Carlos Bueno, 60; L.A. Art Pioneer
Carlos Bueno, a draftsman, painter and muralist who helped launch the Chicano art movement in the 1970s as co-founder of an important East Los Angeles art center, died of heart failure Aug. 18 in Mazatlan, Mexico. He was 60.
He joined Sister Karen Boccalero and photographer Antonio Ibanez in starting a community art project in 1971 that evolved into Self-Help Graphics, the Eastside institution that has nurtured such notable artists as Gronk and Pattsi Valdez.
Bueno encouraged Self-Help Graphics to sponsor the first Dia de los Muertos, or Day of the Dead, celebration in Los Angeles in 1972. Three decades later, the holiday, which has roots in pre-Columbian Mexico, has blossomed into an annual cultural event rivaling Halloween that has inspired art, music and poetry and has become a source of cultural pride.
“He bridged that whole idea, the connection between Mexico and Chicanos here,” said Kathy Gallegos, owner of Avenue 50 Studio in Highland Park, which in April hosted Bueno’s last solo show. “What he did was influence artists to look back to their roots in Mexico to find inspiration. That is the root of the Chicano movement.”
Bueno was not well known in the United States, although recent gallery shows were beginning to revive interest in his work. Born in Cuernavaca, he spent the 1970s in Los Angeles but returned to Mexico about 20 years ago.
When he first came to Los Angeles, the Chicano power movement was underway. He shared his knowledge of Mexican culture with Boccalero, a Franciscan nun and student of silk-screen artist Corita Kent, who had a garage studio in Boyle Heights.
Bueno and his companion, Ibanez, helped Boccalero start the Barrio Mobile Art project, which brought workshops and a van loaded with art supplies to schools, housing projects and parks. That effort turned into Self-Help Graphics, the grass-roots nonprofit center that over the years has become well-known for its printmaking program and support of Mexican American artists.
In 1972 Self-Help Graphics wanted to sponsor a festival that would bring attention to the center and promote Chicano culture.
“Sister Karen wanted to have a Mexican celebration that was not one of the official ones--Independence Day or Cinco de Mayo,” said artist Alfredo de Batuc. “They started to throw ideas around. She asked for something like Thanksgiving. Carlos decided on Dia de los Muertos.”

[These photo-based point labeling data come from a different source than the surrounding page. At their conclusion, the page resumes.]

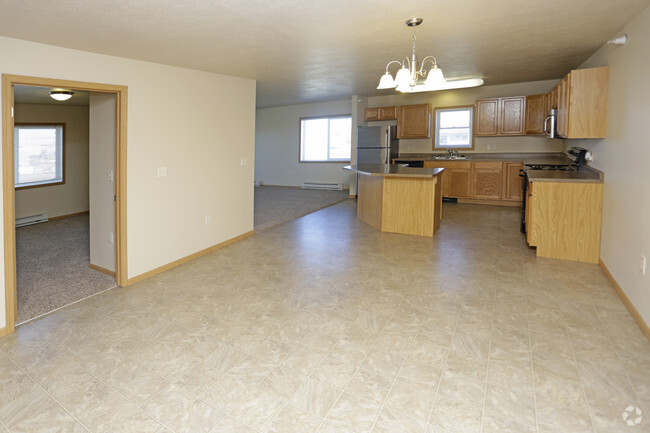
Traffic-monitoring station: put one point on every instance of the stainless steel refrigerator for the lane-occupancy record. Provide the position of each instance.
(377, 144)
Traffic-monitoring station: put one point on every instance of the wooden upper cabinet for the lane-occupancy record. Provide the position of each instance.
(487, 180)
(380, 113)
(582, 103)
(388, 113)
(487, 117)
(500, 116)
(371, 114)
(536, 112)
(512, 115)
(414, 121)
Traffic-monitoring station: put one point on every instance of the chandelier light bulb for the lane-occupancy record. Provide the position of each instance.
(386, 81)
(410, 78)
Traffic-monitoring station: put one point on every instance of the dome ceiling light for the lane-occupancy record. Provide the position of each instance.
(60, 95)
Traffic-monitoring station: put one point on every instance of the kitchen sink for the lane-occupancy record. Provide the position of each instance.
(449, 158)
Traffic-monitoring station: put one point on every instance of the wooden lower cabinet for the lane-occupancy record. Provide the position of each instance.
(487, 180)
(482, 180)
(456, 179)
(563, 219)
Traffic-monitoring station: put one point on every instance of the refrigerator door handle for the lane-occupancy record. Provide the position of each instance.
(387, 146)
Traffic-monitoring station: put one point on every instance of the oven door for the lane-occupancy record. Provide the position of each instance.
(524, 187)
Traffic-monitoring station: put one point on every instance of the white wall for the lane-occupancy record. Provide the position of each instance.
(277, 144)
(102, 180)
(71, 197)
(624, 156)
(197, 124)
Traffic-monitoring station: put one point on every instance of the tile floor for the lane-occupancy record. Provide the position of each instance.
(325, 325)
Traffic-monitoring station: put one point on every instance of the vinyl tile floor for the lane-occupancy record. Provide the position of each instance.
(324, 324)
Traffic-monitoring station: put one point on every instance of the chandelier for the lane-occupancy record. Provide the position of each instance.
(411, 79)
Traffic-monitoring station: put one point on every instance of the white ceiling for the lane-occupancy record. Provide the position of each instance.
(304, 51)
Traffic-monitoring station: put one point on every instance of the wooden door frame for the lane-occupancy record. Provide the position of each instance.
(9, 200)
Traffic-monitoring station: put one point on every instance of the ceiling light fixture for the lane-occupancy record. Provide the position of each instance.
(409, 78)
(60, 95)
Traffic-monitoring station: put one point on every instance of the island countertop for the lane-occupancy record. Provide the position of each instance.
(392, 170)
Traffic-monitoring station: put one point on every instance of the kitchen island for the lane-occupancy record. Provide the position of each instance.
(398, 199)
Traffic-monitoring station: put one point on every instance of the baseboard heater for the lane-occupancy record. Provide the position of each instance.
(321, 185)
(32, 219)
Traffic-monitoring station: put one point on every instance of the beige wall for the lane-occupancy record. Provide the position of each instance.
(197, 124)
(72, 197)
(102, 180)
(277, 144)
(469, 96)
(277, 140)
(623, 156)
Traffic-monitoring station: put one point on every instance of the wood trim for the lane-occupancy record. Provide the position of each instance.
(60, 217)
(621, 293)
(186, 259)
(102, 270)
(121, 92)
(490, 202)
(121, 262)
(8, 205)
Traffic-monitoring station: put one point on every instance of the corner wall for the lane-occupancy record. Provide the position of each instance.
(71, 197)
(624, 156)
(199, 134)
(277, 145)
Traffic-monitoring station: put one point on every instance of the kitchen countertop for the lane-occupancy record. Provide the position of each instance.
(395, 170)
(584, 175)
(482, 156)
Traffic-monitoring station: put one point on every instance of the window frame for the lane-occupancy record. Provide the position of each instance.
(63, 154)
(325, 161)
(436, 130)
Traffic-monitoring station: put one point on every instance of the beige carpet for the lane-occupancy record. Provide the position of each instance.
(52, 266)
(275, 205)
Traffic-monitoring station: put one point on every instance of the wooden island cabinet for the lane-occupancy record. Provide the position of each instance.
(492, 182)
(398, 199)
(563, 219)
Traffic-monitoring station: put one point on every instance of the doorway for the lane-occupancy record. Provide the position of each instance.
(120, 95)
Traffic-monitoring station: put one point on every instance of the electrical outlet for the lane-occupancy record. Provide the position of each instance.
(642, 264)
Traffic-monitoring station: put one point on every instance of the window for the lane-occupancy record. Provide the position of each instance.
(38, 155)
(325, 139)
(454, 128)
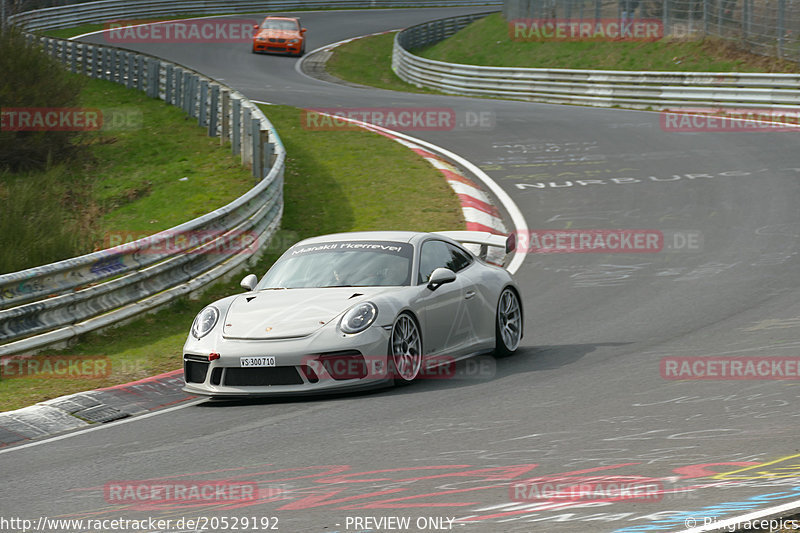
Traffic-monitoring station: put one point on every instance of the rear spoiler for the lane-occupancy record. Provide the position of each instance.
(484, 239)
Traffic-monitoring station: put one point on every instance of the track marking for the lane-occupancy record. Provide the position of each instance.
(102, 426)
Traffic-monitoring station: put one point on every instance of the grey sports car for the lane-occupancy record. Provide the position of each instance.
(355, 310)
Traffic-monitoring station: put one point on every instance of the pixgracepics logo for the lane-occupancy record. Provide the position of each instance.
(399, 119)
(725, 120)
(605, 29)
(211, 30)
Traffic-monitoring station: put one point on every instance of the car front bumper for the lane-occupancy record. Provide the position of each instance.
(326, 361)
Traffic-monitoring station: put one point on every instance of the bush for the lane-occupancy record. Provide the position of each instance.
(30, 78)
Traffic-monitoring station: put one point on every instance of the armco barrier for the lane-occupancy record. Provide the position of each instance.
(77, 13)
(52, 303)
(634, 89)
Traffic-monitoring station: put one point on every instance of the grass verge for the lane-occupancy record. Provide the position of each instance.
(373, 183)
(150, 168)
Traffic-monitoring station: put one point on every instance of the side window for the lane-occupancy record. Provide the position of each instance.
(459, 259)
(434, 254)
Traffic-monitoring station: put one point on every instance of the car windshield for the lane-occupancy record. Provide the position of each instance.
(341, 264)
(279, 25)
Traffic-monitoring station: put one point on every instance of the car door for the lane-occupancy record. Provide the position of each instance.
(442, 312)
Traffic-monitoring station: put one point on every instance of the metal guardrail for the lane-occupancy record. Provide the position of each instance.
(54, 302)
(633, 89)
(35, 16)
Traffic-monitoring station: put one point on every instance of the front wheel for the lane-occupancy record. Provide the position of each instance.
(405, 350)
(508, 325)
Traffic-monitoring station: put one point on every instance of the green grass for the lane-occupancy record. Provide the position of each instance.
(128, 182)
(368, 61)
(486, 42)
(334, 181)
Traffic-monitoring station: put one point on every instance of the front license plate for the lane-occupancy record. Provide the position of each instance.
(257, 361)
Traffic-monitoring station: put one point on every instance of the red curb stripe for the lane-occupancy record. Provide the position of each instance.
(454, 176)
(158, 377)
(469, 201)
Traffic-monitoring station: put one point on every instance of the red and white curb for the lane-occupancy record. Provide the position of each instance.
(479, 212)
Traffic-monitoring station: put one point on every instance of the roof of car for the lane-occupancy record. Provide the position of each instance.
(394, 236)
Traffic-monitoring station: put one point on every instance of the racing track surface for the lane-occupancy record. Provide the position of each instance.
(584, 396)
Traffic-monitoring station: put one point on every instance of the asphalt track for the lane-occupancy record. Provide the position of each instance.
(584, 397)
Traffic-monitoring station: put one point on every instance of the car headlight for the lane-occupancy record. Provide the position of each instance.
(359, 317)
(205, 322)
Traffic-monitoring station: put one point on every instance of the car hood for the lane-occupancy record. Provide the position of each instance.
(286, 313)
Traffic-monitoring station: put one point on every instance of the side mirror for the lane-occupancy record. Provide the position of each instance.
(249, 282)
(439, 277)
(511, 243)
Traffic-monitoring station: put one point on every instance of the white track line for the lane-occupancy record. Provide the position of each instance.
(101, 426)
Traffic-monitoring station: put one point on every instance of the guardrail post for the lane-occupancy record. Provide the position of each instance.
(781, 27)
(140, 73)
(247, 142)
(73, 55)
(154, 79)
(168, 81)
(214, 111)
(179, 88)
(202, 99)
(236, 129)
(267, 150)
(255, 136)
(129, 69)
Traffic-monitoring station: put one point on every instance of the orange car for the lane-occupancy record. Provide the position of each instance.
(281, 35)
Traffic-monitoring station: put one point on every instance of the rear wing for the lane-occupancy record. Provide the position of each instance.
(484, 240)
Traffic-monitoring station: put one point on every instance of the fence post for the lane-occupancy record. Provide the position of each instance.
(213, 111)
(781, 26)
(236, 128)
(225, 117)
(247, 142)
(168, 80)
(202, 98)
(255, 136)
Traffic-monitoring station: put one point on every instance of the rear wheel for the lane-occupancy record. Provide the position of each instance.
(508, 325)
(405, 350)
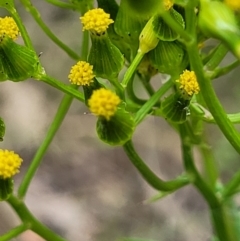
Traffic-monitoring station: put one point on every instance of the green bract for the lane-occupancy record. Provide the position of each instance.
(6, 188)
(17, 62)
(88, 89)
(117, 130)
(163, 31)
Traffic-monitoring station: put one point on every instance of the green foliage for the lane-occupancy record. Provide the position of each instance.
(176, 45)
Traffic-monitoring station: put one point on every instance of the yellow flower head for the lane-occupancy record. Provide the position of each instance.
(9, 27)
(233, 4)
(81, 73)
(9, 163)
(103, 103)
(168, 4)
(96, 20)
(188, 83)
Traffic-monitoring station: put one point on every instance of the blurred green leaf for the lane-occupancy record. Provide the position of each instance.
(117, 130)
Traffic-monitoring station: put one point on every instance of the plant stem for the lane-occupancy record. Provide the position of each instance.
(207, 90)
(219, 214)
(152, 101)
(14, 232)
(28, 219)
(63, 87)
(61, 4)
(148, 175)
(58, 119)
(10, 7)
(36, 15)
(231, 186)
(216, 58)
(132, 68)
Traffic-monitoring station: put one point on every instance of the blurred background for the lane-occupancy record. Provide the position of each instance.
(84, 189)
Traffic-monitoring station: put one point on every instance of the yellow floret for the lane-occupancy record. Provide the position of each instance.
(104, 103)
(188, 83)
(96, 20)
(9, 27)
(81, 73)
(168, 4)
(9, 163)
(233, 4)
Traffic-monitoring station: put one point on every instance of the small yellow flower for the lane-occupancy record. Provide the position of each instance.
(103, 103)
(96, 20)
(233, 4)
(81, 73)
(188, 83)
(9, 27)
(9, 163)
(168, 4)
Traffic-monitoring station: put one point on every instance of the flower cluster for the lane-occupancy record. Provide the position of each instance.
(9, 163)
(104, 102)
(233, 4)
(9, 27)
(81, 73)
(96, 20)
(168, 4)
(188, 83)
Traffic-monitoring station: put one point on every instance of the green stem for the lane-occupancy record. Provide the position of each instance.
(61, 112)
(131, 94)
(210, 167)
(14, 232)
(152, 101)
(216, 58)
(132, 68)
(224, 70)
(197, 180)
(219, 213)
(63, 87)
(36, 15)
(231, 186)
(148, 175)
(208, 92)
(20, 25)
(176, 26)
(36, 226)
(118, 87)
(146, 83)
(61, 4)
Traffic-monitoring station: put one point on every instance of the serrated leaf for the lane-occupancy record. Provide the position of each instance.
(18, 62)
(117, 130)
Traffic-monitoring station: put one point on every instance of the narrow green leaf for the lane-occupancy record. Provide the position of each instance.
(18, 62)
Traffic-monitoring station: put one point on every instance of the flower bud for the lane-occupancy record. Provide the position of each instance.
(217, 20)
(148, 39)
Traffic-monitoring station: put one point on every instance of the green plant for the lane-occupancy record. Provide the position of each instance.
(161, 36)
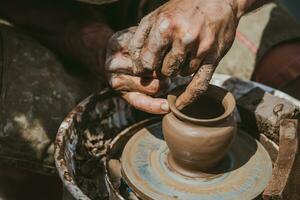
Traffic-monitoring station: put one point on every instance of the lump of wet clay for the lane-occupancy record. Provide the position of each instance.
(261, 112)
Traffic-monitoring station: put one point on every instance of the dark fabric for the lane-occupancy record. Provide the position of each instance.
(36, 94)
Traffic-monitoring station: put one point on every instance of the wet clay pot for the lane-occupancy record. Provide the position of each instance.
(200, 135)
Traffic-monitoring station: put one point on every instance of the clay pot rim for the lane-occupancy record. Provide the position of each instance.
(228, 103)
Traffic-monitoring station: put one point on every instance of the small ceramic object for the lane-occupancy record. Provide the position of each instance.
(200, 135)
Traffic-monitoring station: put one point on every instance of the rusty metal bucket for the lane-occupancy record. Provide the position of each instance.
(92, 128)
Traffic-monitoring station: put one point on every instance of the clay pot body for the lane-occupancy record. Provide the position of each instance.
(198, 145)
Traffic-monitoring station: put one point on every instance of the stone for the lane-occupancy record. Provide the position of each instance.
(261, 112)
(280, 186)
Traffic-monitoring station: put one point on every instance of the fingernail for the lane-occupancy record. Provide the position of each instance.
(165, 106)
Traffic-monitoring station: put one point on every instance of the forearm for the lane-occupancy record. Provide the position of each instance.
(71, 31)
(245, 6)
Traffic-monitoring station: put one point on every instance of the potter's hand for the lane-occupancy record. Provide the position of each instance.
(186, 37)
(136, 90)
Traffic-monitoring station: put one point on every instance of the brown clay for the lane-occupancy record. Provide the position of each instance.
(200, 135)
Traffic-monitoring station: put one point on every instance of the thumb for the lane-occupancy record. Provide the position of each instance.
(197, 86)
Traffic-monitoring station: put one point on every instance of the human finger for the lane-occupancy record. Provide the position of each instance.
(146, 103)
(150, 86)
(197, 86)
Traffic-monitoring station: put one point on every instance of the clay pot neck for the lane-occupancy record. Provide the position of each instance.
(222, 105)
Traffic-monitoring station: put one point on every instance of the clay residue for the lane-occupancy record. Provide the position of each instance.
(204, 108)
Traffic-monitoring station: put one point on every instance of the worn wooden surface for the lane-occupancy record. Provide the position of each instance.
(280, 186)
(263, 111)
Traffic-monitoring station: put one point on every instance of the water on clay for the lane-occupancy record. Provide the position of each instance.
(204, 108)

The Nov. 2 holiday became the occasion for citywide festivities in parks, art galleries, theaters, community centers and schools. It encouraged Chicano artists to explore their Mexican heritage and provided a forum for expression and cultural pride.
In recent years, artists in Mexico have begun to embrace the Day of the Dead and other Chicano iconography, Gallegos said, bringing Bueno’s influence full circle.
Bueno painted murals in Los Angeles and elsewhere in the Southwest; all are believed to be gone except for one in a San Jose church.
Pen-and-ink drawing was considered his forte. Known for their elegant, fluid lines, his drawings had a filigree refinement and showed the influence of Gustav Klimt and Aubrey Beardsley.
For his subjects Bueno often chose people at society’s fringes, including cholos, prostitutes, transvestites and street hustlers. He produced portraits of women as mermaids, icons of his home in the port city of Mazatlan.
Never an ivory tower artist, Bueno spent the last several years of his life teaching inmates at El Cereso Jail in Mazatlan. He taught free art classes and directed a group of artist inmates who called themselves Los Camaleones, or the Chameleons.
“He said he tried to depict people considered at the lower rung but in a way that they had humanity still. He had a lot of respect for the low, the poor,” said Ricardo Munoz, an administrative law judge and collector of Bueno’s works.
Bueno often integrated the name of his longtime partner, Ibanez, into his signature, signing his drawings and other works Ibanez y Bueno.
He was the last surviving founder of Self-Help Graphics. Boccalero and Ibanez died in the late 1990s.
Bueno lost a lung to cancer and had been in failing health for several years. He is survived by a sister, Norma Aracely Bueno Poblatt of Mazatlan.